Failed commands (auth errors, missing manifests, hash mismatches) exit with a
non-zero status so they can be detected in CI. `pull --fallback hf-hub` retries
through `huggingface_hub` on transient remote failures (it never papers over
auth errors — those still surface).

### Optional extras

| Extra      | Adds                                       | Used by                  |
|------------|--------------------------------------------|--------------------------|
| `[fallback]` | `huggingface_hub`                        | `pull --fallback hf-hub` |
| `[watch]`    | `watchdog`                               | `hf-cache-sync watch`    |
| `[dev]`      | pytest, ruff, mypy, moto, type stubs     | local development        |

```bash
pip install "hf-cache-sync[fallback]"          # CI runners
pip install "hf-cache-sync[watch]"             # workstations
pip install "hf-cache-sync[fallback,watch]"    # both
```

### CI integration

A ready-to-use GitHub Actions workflow lives at
[`examples/github-action.yml`](examples/github-action.yml). It runs `doctor`
to fail fast on misconfiguration and uses `--fallback hf-hub` so jobs survive
B2 outages.

## Testing

```bash
pip install -e ".[dev]"
pytest                  # 60+ tests, ~90% coverage
ruff check .            # lint
ruff format --check .   # format check
mypy src                # type check
```

CI runs the full matrix on Python 3.9–3.13 against every PR.

## Contributing

See [CONTRIBUTING.md](CONTRIBUTING.md). Bug reports and small features are welcome.

## Troubleshooting

| Symptom | Fix |
|---------|-----|
| `hf-cache-sync push` uploads nothing | Verify HF cache exists at `~/.cache/huggingface/hub` and contains model directories |
| Authentication errors on push/pull | Check `access_key` / `secret_key` in config, or `B2_APPLICATION_KEY_ID` / `B2_APPLICATION_KEY` (or `AWS_ACCESS_KEY_ID` / `AWS_SECRET_ACCESS_KEY`) env vars |
| Hash mismatch on pull | Blob was corrupted in transit or storage.
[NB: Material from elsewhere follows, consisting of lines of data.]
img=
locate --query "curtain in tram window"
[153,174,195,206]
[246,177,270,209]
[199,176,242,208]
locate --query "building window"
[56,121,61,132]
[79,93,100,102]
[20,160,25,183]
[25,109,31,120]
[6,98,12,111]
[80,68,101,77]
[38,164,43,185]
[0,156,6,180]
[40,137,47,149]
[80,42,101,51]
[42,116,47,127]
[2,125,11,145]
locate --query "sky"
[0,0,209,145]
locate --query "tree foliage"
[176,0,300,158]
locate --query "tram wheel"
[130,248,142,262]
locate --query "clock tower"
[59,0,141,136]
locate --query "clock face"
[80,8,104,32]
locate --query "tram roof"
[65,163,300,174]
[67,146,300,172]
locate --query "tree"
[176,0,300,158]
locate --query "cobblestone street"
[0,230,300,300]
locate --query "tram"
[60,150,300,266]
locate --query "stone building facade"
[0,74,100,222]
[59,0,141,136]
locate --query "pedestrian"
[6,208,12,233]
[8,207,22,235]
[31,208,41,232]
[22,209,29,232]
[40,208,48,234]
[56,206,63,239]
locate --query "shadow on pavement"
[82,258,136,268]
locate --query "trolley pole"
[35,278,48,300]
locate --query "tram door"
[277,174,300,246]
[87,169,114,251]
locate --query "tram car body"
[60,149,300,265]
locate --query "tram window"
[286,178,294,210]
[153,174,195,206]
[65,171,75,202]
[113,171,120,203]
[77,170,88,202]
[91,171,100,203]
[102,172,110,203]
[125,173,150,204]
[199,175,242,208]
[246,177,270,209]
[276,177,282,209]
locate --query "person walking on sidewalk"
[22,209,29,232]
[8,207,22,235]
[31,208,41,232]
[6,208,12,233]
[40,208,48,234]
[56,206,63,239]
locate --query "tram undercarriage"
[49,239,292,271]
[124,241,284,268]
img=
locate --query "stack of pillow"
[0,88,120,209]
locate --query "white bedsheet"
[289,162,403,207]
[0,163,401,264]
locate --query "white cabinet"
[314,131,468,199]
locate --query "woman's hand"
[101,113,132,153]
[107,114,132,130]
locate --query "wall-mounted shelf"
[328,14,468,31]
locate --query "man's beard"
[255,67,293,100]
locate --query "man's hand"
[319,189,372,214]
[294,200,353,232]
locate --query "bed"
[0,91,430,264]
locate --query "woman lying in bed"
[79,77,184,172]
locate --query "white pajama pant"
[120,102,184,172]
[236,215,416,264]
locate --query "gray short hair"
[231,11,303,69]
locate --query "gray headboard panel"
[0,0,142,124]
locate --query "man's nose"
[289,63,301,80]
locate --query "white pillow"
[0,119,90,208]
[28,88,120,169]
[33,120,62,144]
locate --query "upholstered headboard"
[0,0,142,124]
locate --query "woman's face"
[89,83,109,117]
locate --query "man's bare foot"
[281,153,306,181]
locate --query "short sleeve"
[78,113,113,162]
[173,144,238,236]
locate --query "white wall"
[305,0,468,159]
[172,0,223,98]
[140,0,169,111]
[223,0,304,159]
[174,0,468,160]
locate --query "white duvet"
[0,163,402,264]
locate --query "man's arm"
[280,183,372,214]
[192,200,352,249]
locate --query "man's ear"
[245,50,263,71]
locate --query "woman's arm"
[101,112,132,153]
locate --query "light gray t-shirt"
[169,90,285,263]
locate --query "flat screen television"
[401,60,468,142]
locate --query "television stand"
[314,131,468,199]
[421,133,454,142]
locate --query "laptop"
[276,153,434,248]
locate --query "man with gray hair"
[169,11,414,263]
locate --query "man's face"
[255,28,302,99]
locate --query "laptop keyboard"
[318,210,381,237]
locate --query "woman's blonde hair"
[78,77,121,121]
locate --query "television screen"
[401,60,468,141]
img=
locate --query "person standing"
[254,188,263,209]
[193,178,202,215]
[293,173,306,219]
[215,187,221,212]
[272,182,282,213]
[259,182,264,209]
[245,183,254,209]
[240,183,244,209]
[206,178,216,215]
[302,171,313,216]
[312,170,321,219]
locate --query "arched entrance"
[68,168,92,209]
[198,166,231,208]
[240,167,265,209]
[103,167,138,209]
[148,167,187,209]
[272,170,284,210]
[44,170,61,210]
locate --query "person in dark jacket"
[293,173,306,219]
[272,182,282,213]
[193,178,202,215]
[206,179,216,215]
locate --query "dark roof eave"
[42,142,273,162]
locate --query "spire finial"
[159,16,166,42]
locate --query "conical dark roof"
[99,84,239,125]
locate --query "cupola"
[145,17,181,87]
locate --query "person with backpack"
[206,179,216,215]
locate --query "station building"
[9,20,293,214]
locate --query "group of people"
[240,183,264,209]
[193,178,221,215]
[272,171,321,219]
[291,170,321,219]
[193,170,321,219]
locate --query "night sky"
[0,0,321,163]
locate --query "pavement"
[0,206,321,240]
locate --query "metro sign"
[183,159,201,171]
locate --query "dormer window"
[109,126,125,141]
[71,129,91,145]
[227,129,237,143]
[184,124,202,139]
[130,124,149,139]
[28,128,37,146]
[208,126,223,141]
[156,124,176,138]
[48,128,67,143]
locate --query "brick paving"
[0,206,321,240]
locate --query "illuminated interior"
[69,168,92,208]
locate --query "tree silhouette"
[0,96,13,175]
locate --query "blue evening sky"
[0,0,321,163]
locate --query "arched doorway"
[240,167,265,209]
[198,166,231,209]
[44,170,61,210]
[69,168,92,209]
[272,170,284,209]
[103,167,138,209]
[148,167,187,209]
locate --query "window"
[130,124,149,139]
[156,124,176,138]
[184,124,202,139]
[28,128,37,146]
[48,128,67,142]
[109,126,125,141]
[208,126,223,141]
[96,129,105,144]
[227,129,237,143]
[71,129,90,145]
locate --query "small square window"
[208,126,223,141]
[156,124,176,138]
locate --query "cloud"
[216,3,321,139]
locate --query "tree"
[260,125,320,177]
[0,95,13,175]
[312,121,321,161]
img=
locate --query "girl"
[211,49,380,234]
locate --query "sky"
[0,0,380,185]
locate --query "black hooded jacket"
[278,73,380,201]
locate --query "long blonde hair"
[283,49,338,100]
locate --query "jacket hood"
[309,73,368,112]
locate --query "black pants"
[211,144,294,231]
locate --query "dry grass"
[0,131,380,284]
Delete the remote blob and re-push from a known-good machine. |
| Prune removes nothing | All revisions are pointed to by active refs. Detached revisions are evicted first. |
| Windows symlink errors | hf-cache-sync falls back to hardlinks, then file copies automatically. No action needed. |

## Security

- Gated-license models are skipped by default via a best-effort heuristic
  (LICENSE / USE_POLICY content is scanned for keywords like "agreement",
  "you must accept"). The check is **not** a substitute for honoring license
  terms — review what your bucket contains before sharing access. Override
  with `allow_gated: true` if you have the rights.
- All sha256-named blobs are hash-verified on pull. Downloads land in a
  `.tmp` file and are renamed atomically only after verification, so an
  interrupted pull can never leave a corrupt blob behind.
- Use B2 application keys scoped to a single bucket. Create separate read-only
  keys for distribution; restrict write keys to CI runners.
- Never commit `.hf-cache-sync.yaml` with credentials — `.gitignore` excludes
  it by default. Prefer `B2_APPLICATION_KEY_ID` / `B2_APPLICATION_KEY` (or
  `AWS_ACCESS_KEY_ID` / `AWS_SECRET_ACCESS_KEY`) env vars in CI.

## License

MIT — See [LICENSE](LICENSE) for details.